When she saw him approaching her she started out of the door and went out into the hallway. Tony stood in the doorway. His face was now clouded with doubt and suspicion. What does she know? What does she know?
“What else?” he called out after her.
“I don’t remember everything,” he heard her say. “But it had something to do with the Ferris wheel.”
His mouth tightened to a thin, grim line.
“You did, huh?” he said introspectively.
Then he slid his hand under his coat and felt the new gun he had bought from Gimpy. Maybe he’d have to use it, after all.
He closed the door slowly behind him.
Chapter Fourteen
THE SMELL OF MONEY
Tony ate his dinner without tasting it. Too many questions were bothering him. He tried to draw Ellen out about the details of her dream, but she turned his questions aside, pleading that she had forgotten everything by this time.
“What about the Ferris wheel?” Tony demanded. “Was there anything about it you remember?”
“Nothing, I tell you.”
“Who was on it?”
“I don’t remember!”
“Think back!” he ordered. “Try and think back and see if you can remember.”
Ellen put her extended fingers to her temples, closed her eyes tightly, and squinted up her face comically, as though she were trying desperately to think. Finally she opened her eyes, made a funny move with her mouth, and gave it up.
“Maybe if we hear that waltz music again,” she suggested, “like I heard coming from the Pier just before I went to sleep. Maybe that’ll bring my dream back. When we go dancing, we can get the band to play that waltz. It goes—” She hummed the tune for him.

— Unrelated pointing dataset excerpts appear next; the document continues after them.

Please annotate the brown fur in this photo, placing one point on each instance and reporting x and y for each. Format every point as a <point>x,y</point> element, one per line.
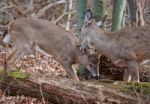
<point>130,45</point>
<point>29,33</point>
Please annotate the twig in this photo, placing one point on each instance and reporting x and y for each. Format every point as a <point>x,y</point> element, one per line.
<point>42,11</point>
<point>139,101</point>
<point>13,6</point>
<point>6,7</point>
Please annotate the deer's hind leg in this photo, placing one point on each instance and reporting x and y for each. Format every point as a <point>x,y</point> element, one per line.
<point>16,53</point>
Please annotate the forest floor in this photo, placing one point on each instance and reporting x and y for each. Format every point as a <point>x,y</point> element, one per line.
<point>38,64</point>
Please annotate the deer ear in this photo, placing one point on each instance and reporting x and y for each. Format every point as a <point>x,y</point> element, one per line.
<point>100,20</point>
<point>88,16</point>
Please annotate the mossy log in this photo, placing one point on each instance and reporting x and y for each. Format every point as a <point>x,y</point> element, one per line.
<point>60,90</point>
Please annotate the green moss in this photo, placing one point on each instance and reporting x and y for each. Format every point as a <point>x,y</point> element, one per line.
<point>142,88</point>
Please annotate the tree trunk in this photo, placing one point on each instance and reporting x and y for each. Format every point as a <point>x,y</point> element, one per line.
<point>136,13</point>
<point>81,9</point>
<point>98,9</point>
<point>65,91</point>
<point>117,17</point>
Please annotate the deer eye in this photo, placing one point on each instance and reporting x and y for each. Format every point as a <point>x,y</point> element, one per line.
<point>91,65</point>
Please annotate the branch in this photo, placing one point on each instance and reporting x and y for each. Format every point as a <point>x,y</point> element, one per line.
<point>42,11</point>
<point>64,91</point>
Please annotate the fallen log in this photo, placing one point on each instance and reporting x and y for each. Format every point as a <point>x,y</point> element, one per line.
<point>65,91</point>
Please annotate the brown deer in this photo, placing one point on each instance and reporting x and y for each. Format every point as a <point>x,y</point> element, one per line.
<point>129,45</point>
<point>48,39</point>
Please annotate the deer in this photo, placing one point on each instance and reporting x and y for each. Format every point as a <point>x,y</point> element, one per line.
<point>46,38</point>
<point>130,46</point>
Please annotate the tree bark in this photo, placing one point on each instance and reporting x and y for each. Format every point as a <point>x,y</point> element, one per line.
<point>65,91</point>
<point>136,13</point>
<point>117,16</point>
<point>81,9</point>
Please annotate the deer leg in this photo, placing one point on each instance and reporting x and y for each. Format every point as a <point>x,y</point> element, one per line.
<point>14,55</point>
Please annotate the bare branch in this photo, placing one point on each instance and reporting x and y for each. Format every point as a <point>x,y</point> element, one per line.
<point>42,11</point>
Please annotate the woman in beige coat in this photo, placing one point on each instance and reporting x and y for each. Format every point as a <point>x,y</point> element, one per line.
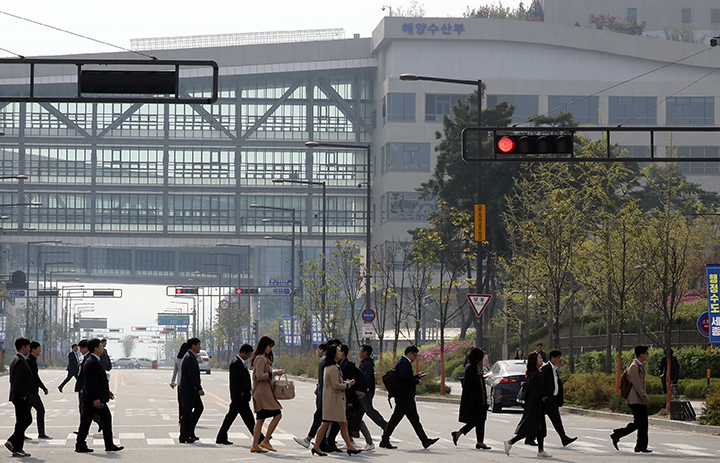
<point>264,401</point>
<point>334,407</point>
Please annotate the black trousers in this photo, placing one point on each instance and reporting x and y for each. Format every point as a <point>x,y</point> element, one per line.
<point>639,424</point>
<point>36,403</point>
<point>553,412</point>
<point>67,378</point>
<point>23,420</point>
<point>405,407</point>
<point>242,408</point>
<point>89,412</point>
<point>192,409</point>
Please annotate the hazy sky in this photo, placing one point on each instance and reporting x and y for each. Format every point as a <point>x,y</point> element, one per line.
<point>117,23</point>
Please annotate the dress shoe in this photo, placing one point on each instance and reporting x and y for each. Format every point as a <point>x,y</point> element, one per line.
<point>430,442</point>
<point>267,447</point>
<point>568,440</point>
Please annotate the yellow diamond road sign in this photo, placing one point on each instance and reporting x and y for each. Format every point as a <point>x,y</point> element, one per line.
<point>479,302</point>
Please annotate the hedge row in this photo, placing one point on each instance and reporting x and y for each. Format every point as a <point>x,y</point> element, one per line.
<point>692,360</point>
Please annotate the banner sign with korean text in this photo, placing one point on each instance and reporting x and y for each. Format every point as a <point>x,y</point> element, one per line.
<point>713,281</point>
<point>3,327</point>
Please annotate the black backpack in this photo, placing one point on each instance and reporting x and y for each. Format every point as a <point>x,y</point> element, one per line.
<point>392,383</point>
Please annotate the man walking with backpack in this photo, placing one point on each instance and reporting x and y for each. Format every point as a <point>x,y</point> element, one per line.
<point>405,405</point>
<point>637,400</point>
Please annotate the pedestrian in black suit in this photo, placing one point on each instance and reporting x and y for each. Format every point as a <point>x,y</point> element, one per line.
<point>95,395</point>
<point>72,368</point>
<point>473,402</point>
<point>405,405</point>
<point>22,390</point>
<point>532,423</point>
<point>191,391</point>
<point>240,387</point>
<point>36,401</point>
<point>554,395</point>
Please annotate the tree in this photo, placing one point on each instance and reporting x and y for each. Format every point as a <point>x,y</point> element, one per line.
<point>128,344</point>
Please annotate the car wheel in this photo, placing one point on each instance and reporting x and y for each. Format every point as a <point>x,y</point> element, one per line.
<point>496,407</point>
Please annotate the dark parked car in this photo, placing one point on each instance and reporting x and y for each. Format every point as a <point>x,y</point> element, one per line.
<point>504,381</point>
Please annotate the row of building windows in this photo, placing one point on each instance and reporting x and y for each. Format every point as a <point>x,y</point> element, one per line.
<point>400,107</point>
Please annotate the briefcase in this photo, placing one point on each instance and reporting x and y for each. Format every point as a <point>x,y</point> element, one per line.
<point>284,389</point>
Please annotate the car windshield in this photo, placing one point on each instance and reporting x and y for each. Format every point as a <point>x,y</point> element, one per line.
<point>515,368</point>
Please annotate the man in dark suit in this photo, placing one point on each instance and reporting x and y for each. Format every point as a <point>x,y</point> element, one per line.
<point>22,390</point>
<point>95,396</point>
<point>405,405</point>
<point>240,387</point>
<point>36,401</point>
<point>191,391</point>
<point>554,395</point>
<point>72,368</point>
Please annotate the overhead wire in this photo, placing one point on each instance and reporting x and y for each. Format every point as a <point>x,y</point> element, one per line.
<point>72,33</point>
<point>623,83</point>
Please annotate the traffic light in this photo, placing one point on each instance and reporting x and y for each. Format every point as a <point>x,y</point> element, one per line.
<point>533,144</point>
<point>247,290</point>
<point>193,290</point>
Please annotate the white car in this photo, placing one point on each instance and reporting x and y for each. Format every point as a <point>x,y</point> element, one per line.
<point>204,361</point>
<point>125,362</point>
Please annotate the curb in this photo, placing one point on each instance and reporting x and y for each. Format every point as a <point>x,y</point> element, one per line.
<point>656,422</point>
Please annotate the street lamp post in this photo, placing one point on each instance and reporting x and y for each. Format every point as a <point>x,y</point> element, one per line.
<point>324,231</point>
<point>368,149</point>
<point>478,84</point>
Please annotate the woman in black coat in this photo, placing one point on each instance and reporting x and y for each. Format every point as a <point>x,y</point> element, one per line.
<point>532,424</point>
<point>473,403</point>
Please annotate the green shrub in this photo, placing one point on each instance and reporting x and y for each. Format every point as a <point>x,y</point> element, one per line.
<point>589,390</point>
<point>711,410</point>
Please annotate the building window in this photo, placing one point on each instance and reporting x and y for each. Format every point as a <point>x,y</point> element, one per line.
<point>437,105</point>
<point>585,110</point>
<point>690,111</point>
<point>401,107</point>
<point>406,157</point>
<point>686,15</point>
<point>627,110</point>
<point>525,105</point>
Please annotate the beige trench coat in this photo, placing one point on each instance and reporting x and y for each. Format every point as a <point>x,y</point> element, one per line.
<point>334,395</point>
<point>263,397</point>
<point>636,375</point>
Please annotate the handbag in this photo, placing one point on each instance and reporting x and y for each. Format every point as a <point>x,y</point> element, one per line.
<point>283,389</point>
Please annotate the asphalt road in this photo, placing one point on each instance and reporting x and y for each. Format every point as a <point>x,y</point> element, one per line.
<point>145,421</point>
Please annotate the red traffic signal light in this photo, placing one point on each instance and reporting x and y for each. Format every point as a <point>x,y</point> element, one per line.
<point>186,291</point>
<point>533,144</point>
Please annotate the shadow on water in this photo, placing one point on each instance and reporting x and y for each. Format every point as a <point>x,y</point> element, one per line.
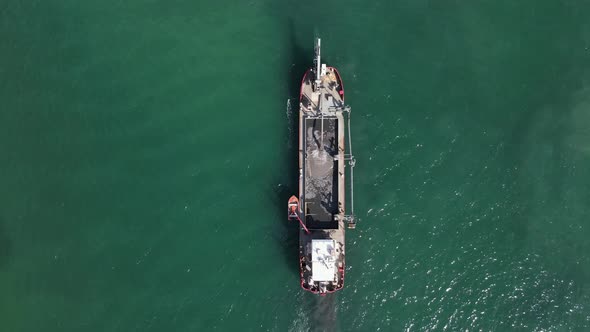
<point>297,60</point>
<point>4,245</point>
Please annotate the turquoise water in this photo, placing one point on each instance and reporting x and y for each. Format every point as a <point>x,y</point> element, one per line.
<point>148,153</point>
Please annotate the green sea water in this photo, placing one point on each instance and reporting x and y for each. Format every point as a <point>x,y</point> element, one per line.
<point>147,151</point>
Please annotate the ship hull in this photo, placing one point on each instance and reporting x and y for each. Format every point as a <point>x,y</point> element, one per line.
<point>321,181</point>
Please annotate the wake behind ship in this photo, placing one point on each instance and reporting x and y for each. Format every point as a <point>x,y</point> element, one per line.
<point>320,207</point>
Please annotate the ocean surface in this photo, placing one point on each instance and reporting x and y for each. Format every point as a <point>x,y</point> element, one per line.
<point>147,153</point>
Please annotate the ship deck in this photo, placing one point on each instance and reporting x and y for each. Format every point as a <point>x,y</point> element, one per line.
<point>321,186</point>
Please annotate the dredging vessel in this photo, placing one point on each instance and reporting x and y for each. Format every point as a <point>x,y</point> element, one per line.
<point>320,206</point>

Tony frowned. “What good’ll that do?”
“If I can hear that music again,” she said softly, “then maybe it’ll bring back the dream.” She smiled. “Like when the police re-enact a crime.”
Re-enact a crime. The thought stuck with Tony. Maybe that would be one way of finding out just how much she did know. Re
-enact the crime. Not bad.
Ellen pleaded prettily that they leave for the dance palace immediately. “What about it, Tony?”

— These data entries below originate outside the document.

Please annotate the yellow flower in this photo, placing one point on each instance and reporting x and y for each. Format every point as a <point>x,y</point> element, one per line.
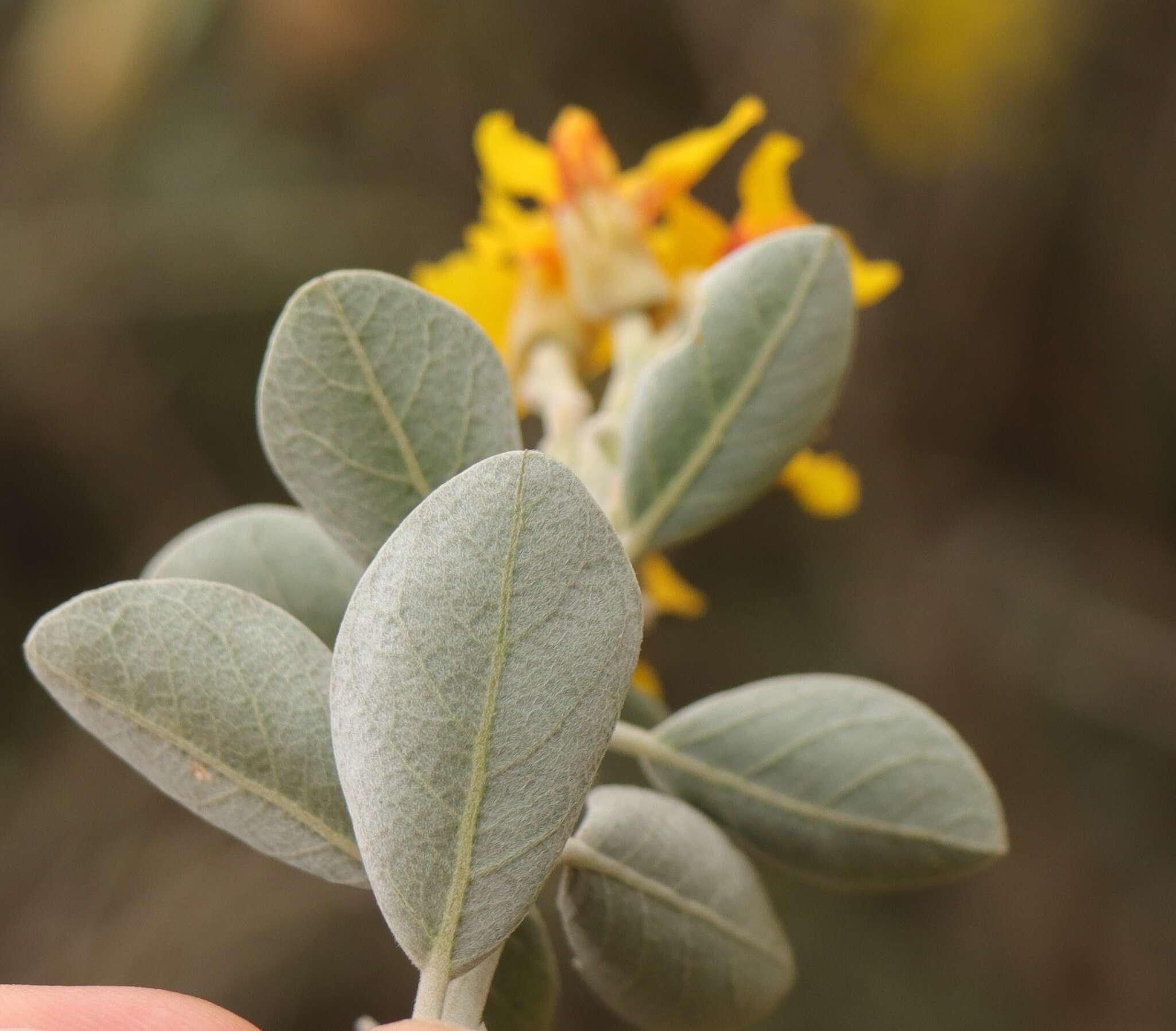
<point>645,679</point>
<point>667,592</point>
<point>823,485</point>
<point>566,238</point>
<point>578,185</point>
<point>767,204</point>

He shook himself out of his reverie. “Sure! Sure!”
“I hope they play lots of waltzes!”
“Sure, sure!”
When. Art Smith finished questioning the two New York gunmen, he decided to go home. There were too many interruptions at Headquarters. Too many memos to fill out. Too many questions to answer. And there was Lee Dickson, saying nothing but demanding a hell of a lot. Asking him mutely, what about the girl? What about Tony? What about McGurn’s killer?
Accusing him, too. You’re going nuts about that girl.

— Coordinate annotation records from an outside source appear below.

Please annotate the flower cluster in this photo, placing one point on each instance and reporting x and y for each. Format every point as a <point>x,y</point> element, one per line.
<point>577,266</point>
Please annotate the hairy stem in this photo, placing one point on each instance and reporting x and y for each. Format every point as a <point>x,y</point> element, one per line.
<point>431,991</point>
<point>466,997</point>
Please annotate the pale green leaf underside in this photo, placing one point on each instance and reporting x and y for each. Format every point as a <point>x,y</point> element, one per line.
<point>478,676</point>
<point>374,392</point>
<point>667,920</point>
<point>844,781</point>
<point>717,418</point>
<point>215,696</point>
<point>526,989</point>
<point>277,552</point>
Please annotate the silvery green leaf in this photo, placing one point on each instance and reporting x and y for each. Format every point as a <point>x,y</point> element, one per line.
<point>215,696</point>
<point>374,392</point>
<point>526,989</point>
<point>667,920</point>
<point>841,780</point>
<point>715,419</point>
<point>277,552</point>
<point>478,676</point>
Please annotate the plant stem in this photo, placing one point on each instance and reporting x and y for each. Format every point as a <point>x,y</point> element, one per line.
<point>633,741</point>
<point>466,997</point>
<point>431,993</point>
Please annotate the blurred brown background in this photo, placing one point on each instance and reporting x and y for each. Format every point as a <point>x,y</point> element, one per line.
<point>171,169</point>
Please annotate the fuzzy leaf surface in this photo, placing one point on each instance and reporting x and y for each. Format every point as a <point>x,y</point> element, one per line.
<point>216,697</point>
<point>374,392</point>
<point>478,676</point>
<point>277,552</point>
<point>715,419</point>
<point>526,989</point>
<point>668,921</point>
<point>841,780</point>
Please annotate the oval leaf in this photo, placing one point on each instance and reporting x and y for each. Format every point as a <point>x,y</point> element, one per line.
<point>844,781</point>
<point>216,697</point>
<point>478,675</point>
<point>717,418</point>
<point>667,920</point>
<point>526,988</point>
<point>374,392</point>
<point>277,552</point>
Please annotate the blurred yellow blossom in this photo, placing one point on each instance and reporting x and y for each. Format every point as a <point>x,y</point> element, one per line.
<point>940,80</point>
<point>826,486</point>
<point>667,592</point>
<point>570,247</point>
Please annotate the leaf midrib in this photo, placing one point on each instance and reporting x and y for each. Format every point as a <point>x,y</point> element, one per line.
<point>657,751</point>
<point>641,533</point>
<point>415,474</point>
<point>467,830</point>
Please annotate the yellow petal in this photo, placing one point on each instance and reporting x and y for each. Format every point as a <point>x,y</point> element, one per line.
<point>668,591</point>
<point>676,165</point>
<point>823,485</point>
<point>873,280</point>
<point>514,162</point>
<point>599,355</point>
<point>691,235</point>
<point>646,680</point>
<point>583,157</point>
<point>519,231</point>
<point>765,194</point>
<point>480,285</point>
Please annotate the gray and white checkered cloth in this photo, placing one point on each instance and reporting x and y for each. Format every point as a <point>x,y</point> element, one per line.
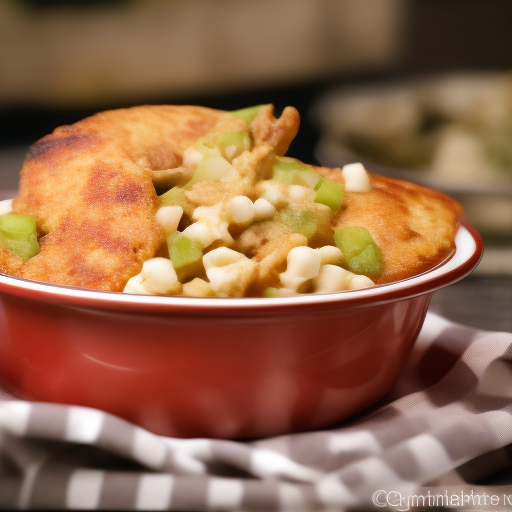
<point>446,425</point>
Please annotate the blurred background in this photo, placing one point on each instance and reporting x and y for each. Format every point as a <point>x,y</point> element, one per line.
<point>419,89</point>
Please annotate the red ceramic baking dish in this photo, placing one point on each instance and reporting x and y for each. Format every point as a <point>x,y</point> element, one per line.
<point>224,368</point>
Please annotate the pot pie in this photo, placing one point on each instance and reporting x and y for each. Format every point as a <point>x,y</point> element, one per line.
<point>191,201</point>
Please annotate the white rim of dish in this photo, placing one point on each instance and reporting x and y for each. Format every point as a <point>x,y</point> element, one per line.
<point>466,248</point>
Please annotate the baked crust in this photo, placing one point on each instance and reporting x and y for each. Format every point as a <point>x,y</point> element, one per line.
<point>91,187</point>
<point>413,226</point>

He let himself into his dreary two-room apartment.
Somehow, now, it was drearier than ever. Lonesomer, that’s what it was, he decided. He thought back, remembering his visits to the homes of his friends on the force. They had never had the dreariness, the forlornness that his place always had. Especially now.
He threw himself onto his bed without bothering to take off his hat or coat and, as he stared up at the ceiling, he tried to bring back the memory of the girl’s face as she had appeared in his office.
But that wasn’t enough. He dug into his inner coat pocket and extracted the torn portrait Amby had made of her. Try as he would, all he could concentrate on was her mouth.
Grimacing, he returned the paper to his pocket and lit a cigarette. Got to think about something else, he thought. Something else. Wisps of conversation from his talk with the New York gunmen came back to him.
“—like I said, see, McGurn owed us the dough—”
“Yeah! and we come out to collect!”
“—that punk, Tony Webb!”
They had wondered how he had known about it. He grinned when he thought of how he had simply put his ear to the crack of the late McGurn’s office door, while the whole sordid story poured into his waiting ears.
There would be a couple of things to clean up once he got rolling on the McGurn matter. Passing hot money. That would tie in with those New York punks. They didn’t know he knew that. “Mac owed us a lotta dough,” they had said. Hot money. That would be cleaned up. The Feds would be grateful for the tip-off, when he was ready to give it to them. That, at least, gave him the motive for McGurn’s murder. Dough, stashed in a safety-deposit vault.